Putting Greater Madison on the ICT map

It’s been five years since Madison has developed a worthy successor to the High-Tech Directory, but MadREP appears to be creating something that might go much farther in the cause of business development.

The High-Tech Directory, compiled by Madison Gas and Electric, was discontinued in 2013, but a lot has changed in four years. That change is being captured in a new map of information communications technology organizations. The prime mover in this map-making project is Michael Gay, senior vice president of the Madison Region Economic Partnership (MadREP), and the project is about more than simply identifying components of the local information technology ecosystem.

With the assistance of a mapmaker intern at MadREP, Gay is developing a map of organizations engaged in information communications technology — both companies and entities such as University Research Park. “Information communications technology — that’s the industry name for it,” Gay notes. “We don’t say IT anymore. We say ICT.”

With a combination of logos and business descriptions and geocoding to their postal address, MadREP will use the map to market Madison’s critical mass of technology firms, available capital resources, and talent to site selectors. The idea is to explain that Madison’s ICT chamber is loaded, not only with established companies like Epic, but also emerging local companies such as Forward Health Group, Filament Games, and Per Blue.

In the spirit and necessity of promoting the entire ecosystem, the map also will include co-working spaces such as 100 State, business resources such as Sector 67, gener8tor, and Capital Entrepreneurs, and the noteworthy presence of technology giants Amazon and Google.

“We don’t say IT anymore. We say ICT.” — Michael Gay, senior vice president, Madison Region Economic Partnership (MadREP)

“It could be a five-person employer or one that just raised $10 million in angel or venture capital money,” Gay explains, “but these are all companies that have substance.”

The city’s ITC industry cluster is concentrated downtown, where a multifamily building boom accommodates young technology professionals who want to live “where the action is,” and former Epic employees who are not only starting their own technology companies, but also applying their skills elsewhere.

“Even if they are not starting the companies, if they are coding, if they are a system design engineer or a software programmer, their skills are extremely important to these companies,” Gay notes.

The map also will help tell a story about the depth of IT talent being produced by UW–Madison’s computer science program and talent being lured to Madison by technology employers.
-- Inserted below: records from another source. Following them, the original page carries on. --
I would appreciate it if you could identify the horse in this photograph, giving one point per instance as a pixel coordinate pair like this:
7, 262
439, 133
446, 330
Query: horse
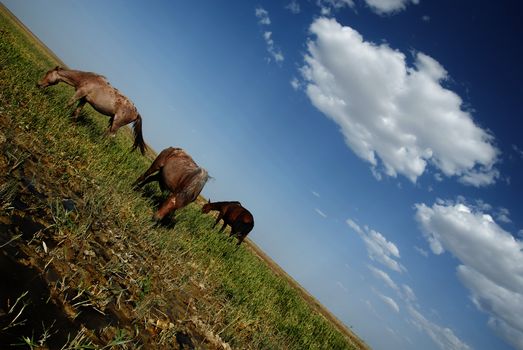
96, 90
233, 214
177, 172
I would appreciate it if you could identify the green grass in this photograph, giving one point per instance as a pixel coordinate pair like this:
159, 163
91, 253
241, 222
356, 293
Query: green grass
238, 297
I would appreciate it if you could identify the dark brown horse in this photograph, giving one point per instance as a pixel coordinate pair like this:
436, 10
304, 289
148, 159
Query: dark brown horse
96, 90
177, 172
233, 214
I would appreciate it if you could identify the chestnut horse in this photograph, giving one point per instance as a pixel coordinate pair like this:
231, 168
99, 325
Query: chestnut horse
177, 172
96, 90
233, 214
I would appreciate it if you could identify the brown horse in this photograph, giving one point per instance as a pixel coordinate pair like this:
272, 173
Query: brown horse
96, 90
234, 215
178, 173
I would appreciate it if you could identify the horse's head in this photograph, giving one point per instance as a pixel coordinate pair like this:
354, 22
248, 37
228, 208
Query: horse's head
206, 207
50, 78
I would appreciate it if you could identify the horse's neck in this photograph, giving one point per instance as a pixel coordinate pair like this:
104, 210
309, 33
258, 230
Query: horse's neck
70, 77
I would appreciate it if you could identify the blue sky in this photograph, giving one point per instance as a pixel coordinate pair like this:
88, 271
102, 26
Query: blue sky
377, 142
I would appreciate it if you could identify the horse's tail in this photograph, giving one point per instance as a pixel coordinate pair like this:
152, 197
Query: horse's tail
193, 184
138, 137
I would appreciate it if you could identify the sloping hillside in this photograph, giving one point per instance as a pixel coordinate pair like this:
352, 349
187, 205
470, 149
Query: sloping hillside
82, 264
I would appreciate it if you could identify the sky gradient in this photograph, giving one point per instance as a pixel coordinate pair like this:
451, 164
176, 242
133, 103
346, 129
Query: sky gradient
377, 142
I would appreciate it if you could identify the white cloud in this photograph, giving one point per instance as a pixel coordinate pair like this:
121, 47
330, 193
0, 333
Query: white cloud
398, 118
295, 83
294, 7
320, 213
408, 293
518, 151
502, 215
383, 7
443, 337
264, 20
504, 306
383, 276
421, 251
263, 16
327, 6
378, 248
492, 261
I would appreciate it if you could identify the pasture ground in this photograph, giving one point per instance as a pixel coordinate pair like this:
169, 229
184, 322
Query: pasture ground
83, 266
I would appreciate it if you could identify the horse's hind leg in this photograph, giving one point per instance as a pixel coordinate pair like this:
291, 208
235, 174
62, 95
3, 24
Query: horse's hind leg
79, 107
78, 95
148, 176
169, 205
217, 220
157, 165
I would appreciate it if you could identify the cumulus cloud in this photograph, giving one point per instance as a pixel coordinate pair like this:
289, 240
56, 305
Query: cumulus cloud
491, 261
378, 248
503, 215
383, 7
264, 20
263, 16
421, 251
442, 336
327, 6
397, 117
408, 293
294, 7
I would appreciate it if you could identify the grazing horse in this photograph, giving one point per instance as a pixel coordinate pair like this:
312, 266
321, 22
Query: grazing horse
96, 90
178, 173
234, 215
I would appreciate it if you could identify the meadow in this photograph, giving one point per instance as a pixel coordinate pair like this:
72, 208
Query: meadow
84, 266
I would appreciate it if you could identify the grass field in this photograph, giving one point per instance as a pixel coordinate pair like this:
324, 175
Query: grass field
84, 267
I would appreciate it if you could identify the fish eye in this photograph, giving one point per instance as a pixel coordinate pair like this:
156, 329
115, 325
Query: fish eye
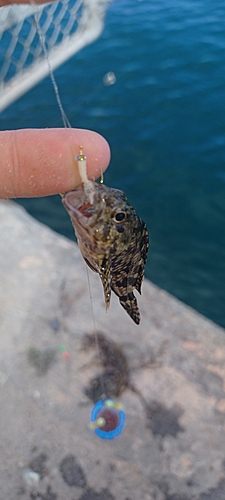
120, 216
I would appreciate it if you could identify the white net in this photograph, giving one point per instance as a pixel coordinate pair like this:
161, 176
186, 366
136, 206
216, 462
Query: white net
65, 27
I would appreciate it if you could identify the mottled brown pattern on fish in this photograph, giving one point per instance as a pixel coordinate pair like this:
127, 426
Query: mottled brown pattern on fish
113, 241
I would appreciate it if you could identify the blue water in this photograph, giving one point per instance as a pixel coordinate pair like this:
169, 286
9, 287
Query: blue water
165, 122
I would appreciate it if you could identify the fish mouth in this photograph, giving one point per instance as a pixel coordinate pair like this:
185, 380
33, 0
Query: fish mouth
79, 207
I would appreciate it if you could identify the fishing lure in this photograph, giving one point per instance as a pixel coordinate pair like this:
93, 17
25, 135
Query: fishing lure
112, 239
107, 419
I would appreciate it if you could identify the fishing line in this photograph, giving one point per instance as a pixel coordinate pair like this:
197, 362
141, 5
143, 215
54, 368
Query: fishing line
65, 119
67, 124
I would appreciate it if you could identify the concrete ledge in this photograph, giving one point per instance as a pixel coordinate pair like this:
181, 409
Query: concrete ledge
171, 382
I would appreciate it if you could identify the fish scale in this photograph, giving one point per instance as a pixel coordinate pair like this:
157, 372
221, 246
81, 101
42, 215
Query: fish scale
112, 239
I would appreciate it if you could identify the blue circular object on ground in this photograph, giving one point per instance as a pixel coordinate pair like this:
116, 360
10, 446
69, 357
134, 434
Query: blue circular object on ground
114, 419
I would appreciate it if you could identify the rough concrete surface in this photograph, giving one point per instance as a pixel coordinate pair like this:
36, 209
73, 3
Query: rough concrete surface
169, 373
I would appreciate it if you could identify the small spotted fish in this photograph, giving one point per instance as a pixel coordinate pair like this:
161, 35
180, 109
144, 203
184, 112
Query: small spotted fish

An ancillary but very important benefit could also be to limit whatever brain drain still hampers local efforts to develop the ICT cluster.

The map was created for ICT site selectors such as Newmark Cornish & Carey in San Francisco, one of northern California’s largest commercial real estate brokerage firms. The firm does a great deal of site selection work for prominent ICT companies looking to expand geographically, and its site selectors visited Madison last June on what MadREP refers to as a “fam” tour (familiarization tour). While here to investigate the local entrepreneurial ecosystem, particularly in information technology, they also talked about the value of such a cluster map.

Paul Jadin, president of MadREP, says the site selectors have developed something similar in the Bay Area, and the local map would primarily be used in presentations to other site selectors and to explain exactly what kind of technology density exists here.



The big picture

MadREP, the economic development agency for the eight-county, south-central Wisconsin region, also is collecting data for a broader version of the ICT map for the Greater Madison area — with a Dane County focus — as technology organizations in Fitchburg, Middleton, Verona, and other local communities get some recognition, as well.

Organizations will be vetted to make sure they are real players, regardless of size. “It will be this [city map) times three or four,” Gay says. “We’re going to have 150 companies, maybe 200 companies in all, but we’re only putting the ones on here that belong here.

“To make our map, you better have a good bullet,” he continues. “Not every company submitted to me from a community is going to make the list, so that’s the point. We have our standards.”

Jadin says the map will not only be replicated for Greater Madison, but for ICT organizations in the south central region and then for other technology sectors such as biotechnology, advanced manufacturing, and health care. “The main thing to do now is extending through probably the metro area, just to make it clear what’s going on in West Madison and Middleton, Verona, et cetera,” Jadin states, “and then the next step would be bringing in the bio sectors so that we can very clearly show significant density in that cluster, as well.”